President Muhammadu Buhari on Tuesday revealed that his United States counterpart, Donald Trump, had accused him of killing Christians in Nigeria.
KanyiDaily recalls that on April 30, 2018, Buhari met with Trump in Washington to discuss issues ranging from the fight against insurgency, the economy, among others.
For the first time since 2018 that he met Trump in Washington, Buhari has revealed the details of their discussion during his meetings with the US President.
At a Ministerial Performance Review Retreat held in Abuja on Tuesday, September 8, 2020, Buhari said Trump called him into his office at the White House and said “why are you killing Christians in your country?”
Buhari said though he was pained by the allegation, he took his time to explain to Trump that the killings of Christians in Nigeria “has got nothing to do with ethnicity or religion.”
The Nigerian President said he told Trump that the problem stemmed from constant clashes between cattle-herders and farmers, describing it as a “cultural” problem.
President Buhari further blamed the farmer-herder clashes on “climate change and population growth” as well as the “leadership failure” of previous governments.

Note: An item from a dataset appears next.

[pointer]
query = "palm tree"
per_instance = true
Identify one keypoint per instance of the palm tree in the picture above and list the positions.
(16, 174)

“I believe I was about the only African among the less developed countries the President of United States invited, and when I was in his office, only myself and himself. Only God is my witness. He looked at me in the face. He said ‘why are you killing Christians?’
“I wonder if you were the person how you will react. I hope what I was feeling inside did not betray my emotion. So, I told him that the problem between the cattle rearers and stagnant farmers I know is older than me, not to talk of him (Trump). I think I am a couple of years older than him.
“With climate change and population growth and the culture of the cattle rearers, if you have 50 cows and they eat grass, any route to your water point, they will follow it, it doesn’t matter whose farm it was.
“The first republic set of leadership was the most responsible leadership we ever had. I asked the minister of agriculture to get a gazette of the early 60s which delineated the cattle routes where they used meagre resources then to put earth dams, wind mills even sanitary department.
“So, any cattle rearer that allowed his cattle to go to somebody’s farm is arrested, taken before the court, the farmer is called to submit his bill and if he can’t pay, the cattle are sold, but subsequent leaders, VVIPs (very very important persons) they encroached on the cattle routes, they took over the cattle rearing areas.
“So, I tried and explained to him this has got nothing to do with ethnicity or religion. It is a cultural thing which the respective leadership was failing the nation,” he said.
KanyiDaily recalls that President Trump had called on nations of the world to end Christian persecution, saying that about 80 percent of the world’s population is living in places where religious liberty is threatened, restricted, or even banned.